Bought an Audi TT in England and exported it and myself to NZ in 2003, should have left the car and me in blighty!

Did manage to get a nice number personalised number plate for about $300NZ, that's about 100 quid. Kiwis have no respect for a thing of beauty and have nicely scratched, bumped, dented my beauty.  [smiley=bigcry.gif]

Every bl....dy police car has a speed camera fixed in it and they target anything doing over 110kph (limit is 100kph). Never booked in the UK in 20 years, three times in the first three months!!!! :? One copper even had the nerve having booked me for 112kph to say "have a nice day". :x

And last but not least, Audi garages (and here i can only talk about the provinces, not the THREE, yes count them, THREE main cities), don't bother, you are better off talking to the car and asking it what the problem is. More likely to get a reply and a courteous sensible one at that.

Have you guessed, i'm not a fan of NZ. But i do like my little blue TT. [smiley=cheers.gif]


----------



## malstt (Apr 18, 2007)

Welcome to the forum. 8)


----------



## Stats (Oct 26, 2007)

G'day mate & welcome to the forum.



4UDI TT said:


> Have you guessed, i'm not a fan of NZ. But i do like my little blue TT. [smiley=cheers.gif]


... don't get me started on UnZud ... think it's bad living there? ... try having them for your next door neighbour!! ...

joking!! :lol:


----------



## jammyd (Oct 11, 2008)

At least you have got the TT 

Welcome to the forum


----------



## YELLOW_TT (Feb 25, 2004)

Welcome  get yourself dack to the UK and along to a few TT meets


----------



## Redscouse (Sep 30, 2008)

Welcome to the forum buddy

Id love to live in NZ, but it sounds like cars over there are not treated as they are in other countries.


----------



## 4UDI TT (May 11, 2009)

Thanks for the welcome everyone.

One big plus for NZ, low insurance!! And with an Audi (or any other prestige car) you need it.
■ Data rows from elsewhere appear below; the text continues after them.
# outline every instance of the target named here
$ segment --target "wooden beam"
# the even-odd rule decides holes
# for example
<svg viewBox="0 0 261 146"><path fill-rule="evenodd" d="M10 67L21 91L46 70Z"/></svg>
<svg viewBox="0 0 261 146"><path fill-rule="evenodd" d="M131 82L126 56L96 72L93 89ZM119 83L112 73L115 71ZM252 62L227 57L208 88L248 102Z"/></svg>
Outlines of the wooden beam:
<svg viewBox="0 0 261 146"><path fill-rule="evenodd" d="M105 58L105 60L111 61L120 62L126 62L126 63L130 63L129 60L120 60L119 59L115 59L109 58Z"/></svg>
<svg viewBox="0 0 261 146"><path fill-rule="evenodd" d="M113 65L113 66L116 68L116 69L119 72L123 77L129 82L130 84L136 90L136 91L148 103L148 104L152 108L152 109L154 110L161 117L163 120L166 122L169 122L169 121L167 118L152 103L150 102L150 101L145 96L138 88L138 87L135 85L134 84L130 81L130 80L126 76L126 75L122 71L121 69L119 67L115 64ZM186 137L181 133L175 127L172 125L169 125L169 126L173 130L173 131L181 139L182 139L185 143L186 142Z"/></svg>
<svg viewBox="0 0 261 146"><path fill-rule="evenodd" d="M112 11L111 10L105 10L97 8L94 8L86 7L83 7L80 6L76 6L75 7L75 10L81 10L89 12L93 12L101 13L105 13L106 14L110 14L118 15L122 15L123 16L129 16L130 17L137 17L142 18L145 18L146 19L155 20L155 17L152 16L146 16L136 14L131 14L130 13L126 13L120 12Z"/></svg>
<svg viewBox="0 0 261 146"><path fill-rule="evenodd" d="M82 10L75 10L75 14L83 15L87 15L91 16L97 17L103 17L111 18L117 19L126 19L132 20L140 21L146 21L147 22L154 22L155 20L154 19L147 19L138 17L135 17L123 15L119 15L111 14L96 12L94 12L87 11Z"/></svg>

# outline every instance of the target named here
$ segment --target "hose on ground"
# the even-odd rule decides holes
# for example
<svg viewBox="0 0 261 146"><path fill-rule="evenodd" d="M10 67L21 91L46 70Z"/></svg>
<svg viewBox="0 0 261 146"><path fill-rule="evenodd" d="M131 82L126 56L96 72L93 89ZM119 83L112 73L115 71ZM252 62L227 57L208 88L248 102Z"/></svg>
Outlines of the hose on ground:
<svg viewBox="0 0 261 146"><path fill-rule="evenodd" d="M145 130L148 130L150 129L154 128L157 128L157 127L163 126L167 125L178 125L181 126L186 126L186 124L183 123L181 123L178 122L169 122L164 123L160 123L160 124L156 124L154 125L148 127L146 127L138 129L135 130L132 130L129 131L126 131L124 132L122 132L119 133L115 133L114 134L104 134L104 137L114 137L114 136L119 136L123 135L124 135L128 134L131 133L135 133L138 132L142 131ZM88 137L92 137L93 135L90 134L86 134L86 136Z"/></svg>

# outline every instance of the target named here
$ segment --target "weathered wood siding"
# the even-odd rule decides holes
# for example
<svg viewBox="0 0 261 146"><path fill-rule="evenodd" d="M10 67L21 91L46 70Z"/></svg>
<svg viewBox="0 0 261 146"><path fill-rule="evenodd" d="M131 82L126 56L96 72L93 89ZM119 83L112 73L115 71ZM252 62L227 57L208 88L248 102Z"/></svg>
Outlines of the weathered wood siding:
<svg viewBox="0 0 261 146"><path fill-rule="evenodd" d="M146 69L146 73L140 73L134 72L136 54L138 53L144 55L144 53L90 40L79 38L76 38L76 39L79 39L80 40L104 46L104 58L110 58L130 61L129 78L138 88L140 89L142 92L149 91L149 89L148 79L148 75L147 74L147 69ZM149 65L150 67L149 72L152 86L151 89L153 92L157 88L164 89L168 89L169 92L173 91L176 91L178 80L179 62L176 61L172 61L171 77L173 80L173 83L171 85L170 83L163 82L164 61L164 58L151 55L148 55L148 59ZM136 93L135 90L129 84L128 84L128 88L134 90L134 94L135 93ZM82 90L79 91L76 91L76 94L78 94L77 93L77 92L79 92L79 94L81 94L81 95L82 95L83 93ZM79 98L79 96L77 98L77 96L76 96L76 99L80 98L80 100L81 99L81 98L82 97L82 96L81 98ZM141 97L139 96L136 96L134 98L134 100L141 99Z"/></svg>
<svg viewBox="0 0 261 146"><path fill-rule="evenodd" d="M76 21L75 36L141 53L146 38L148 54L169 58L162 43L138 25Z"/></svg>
You don't have to have insurance to drive a car (not even third party) and kids can drive i believe from age 15 (with a fully licenced passenger) but still no insurance! No wonder there is such a high death toll on the roads (comparatively speaking). you see kids driving to school in there parent's big V8 holdens (vauxhalls by any other name) and fords.

The other plus, my TT is a soft top and i do get to have the top down more often than not 8)

Strange how you take some things for granted. In the UK, the slightest whiff of winter and there's de-icing salt all over the road. Safe to drive but not so nice for our little darlings. NZ, no de-icing salt (not kind to the environment apparently) but kinder on the cars. Does make for some interesting and fun driving


----------



## Wallsendmag (Feb 12, 2004)

Welcome to the forum


----------